Skip to main content

Compaction

yourdb uses an append-only log for storing data. While this provides fast writes and durability, the log files grow over time and accumulate redundant data (e.g., previous versions of updated records, records for deleted items). Compaction is the process of cleaning up these log files.

Why Compaction is Necessary

  • Storage Efficiency: Removes outdated and deleted data, preventing log files from growing indefinitely.
  • Faster Startup/Reloads: Shorter, cleaner log files mean less data needs to be read and processed when an Entity is loaded into memory, significantly speeding up application startup times.

How Standard Compaction Works (Simplified)
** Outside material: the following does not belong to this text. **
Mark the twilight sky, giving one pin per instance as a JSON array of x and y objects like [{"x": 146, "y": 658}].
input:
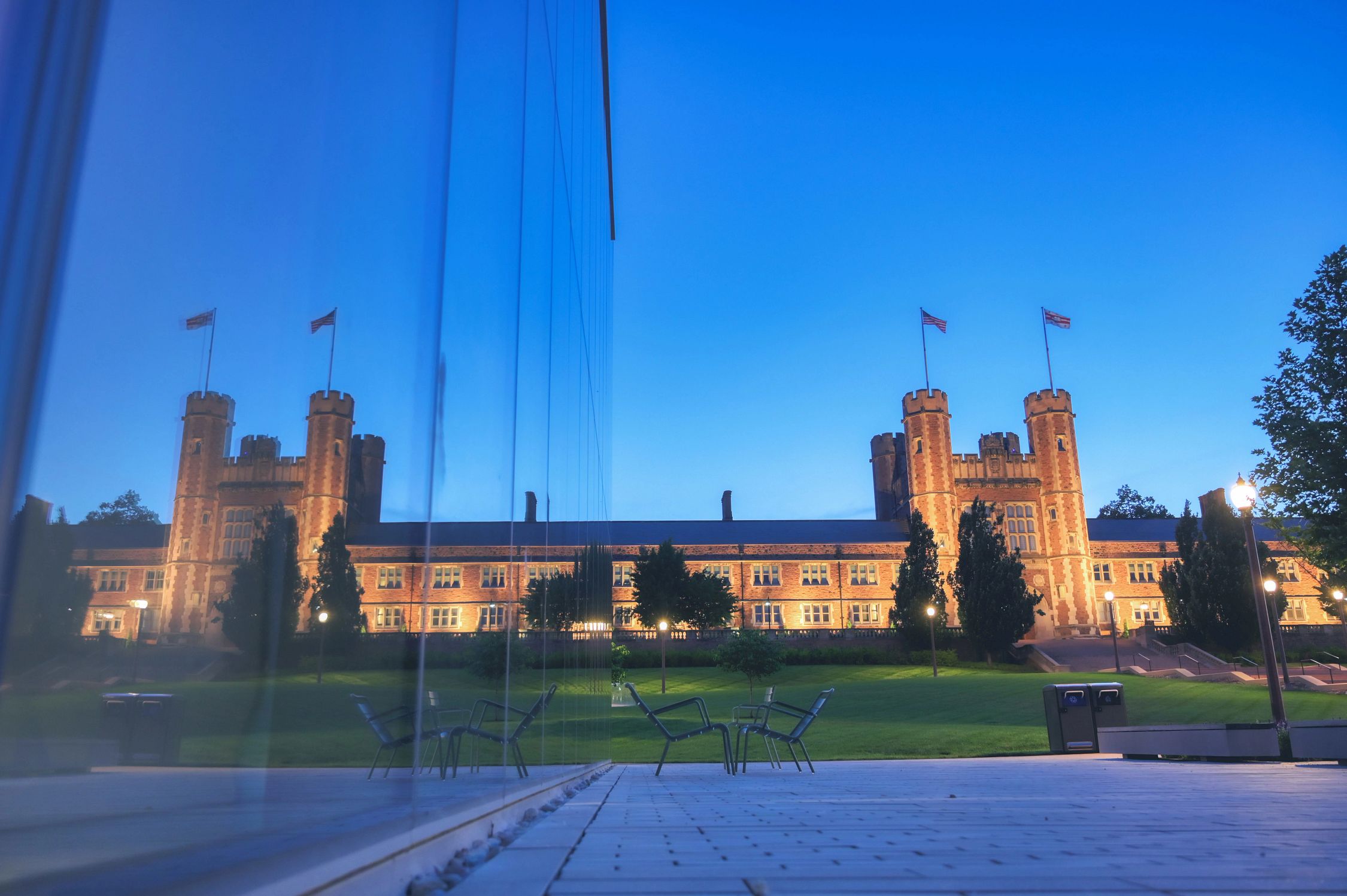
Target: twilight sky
[{"x": 791, "y": 186}]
The basic idea behind standard compaction is to determine the final state of each object in a log file segment and discard all the intermediate history.
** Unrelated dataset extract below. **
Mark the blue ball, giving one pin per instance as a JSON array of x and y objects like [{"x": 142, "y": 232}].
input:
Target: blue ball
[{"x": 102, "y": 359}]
  1. Read Log Segment: The compactor reads a specific log file (e.g., users_shard_0.log).
  2. Replay History: It processes all INSERT, UPDATE, and DELETE operations in order, just like the database does on startup, but only for the data in that specific file.
  3. Calculate Final State: It builds an in-memory map of the primary keys to their final, most up-to-date object state.
  4. Write New Log: It writes a brand new, clean log file containing only INSERT operations for the objects that still exist in their final state.
  5. Atomic Swap: It uses os.replace() to atomically swap the old, messy log file with the new, clean one. This ensures that even if the process crashes during the swap, either the old or the new file remains intact, preventing data loss.

Example:

  • Before: INSERT(A, v1), UPDATE(A, v2), DELETE(B)
  • After: INSERT(A, v2)

Smart Compaction (for Time-Travel)

When the Time-Travel Queries feature is implemented, the compaction process needs to be smarter. Instead of just keeping the final state, it must also preserve historical versions of objects that fall within the database's configured retention period.

  1. Read & Replay: Reads the log segment and replays history, similar to standard compaction.
  2. Identify Preserved Versions: As it replays, it identifies all object states (snapshots) whose timestamps fall within the retention window (e.g., "keep history for 30 days").
  3. Write New Log with History: It writes a new log file containing INSERT operations for the final state and for all the preserved historical snapshots. A log file might now contain multiple INSERT records for the same primary key, each representing the object's state at a different point in time (distinguished by their timestamp).
  4. Atomic Swap: Atomically replaces the old file with the new one.

Example (with 30-day retention):

  • Before: INSERT(A, v1, ts=Day1), UPDATE(A, v2, ts=Day5), DELETE(B, ts=Day6)
  • After (if Day1 and Day5 are within 30 days): INSERT(A, v1, ts=Day1), INSERT(A, v2, ts=Day5)

Triggering Compaction

In yourdb, compaction is automatically triggered for a specific log file partition when a certain number of write operations (COMPACTION_THRESHOLD in entity.py) have occurred on that partition since the last compaction.

Compaction is a crucial background process that ensures yourdb remains efficient and performs well over time.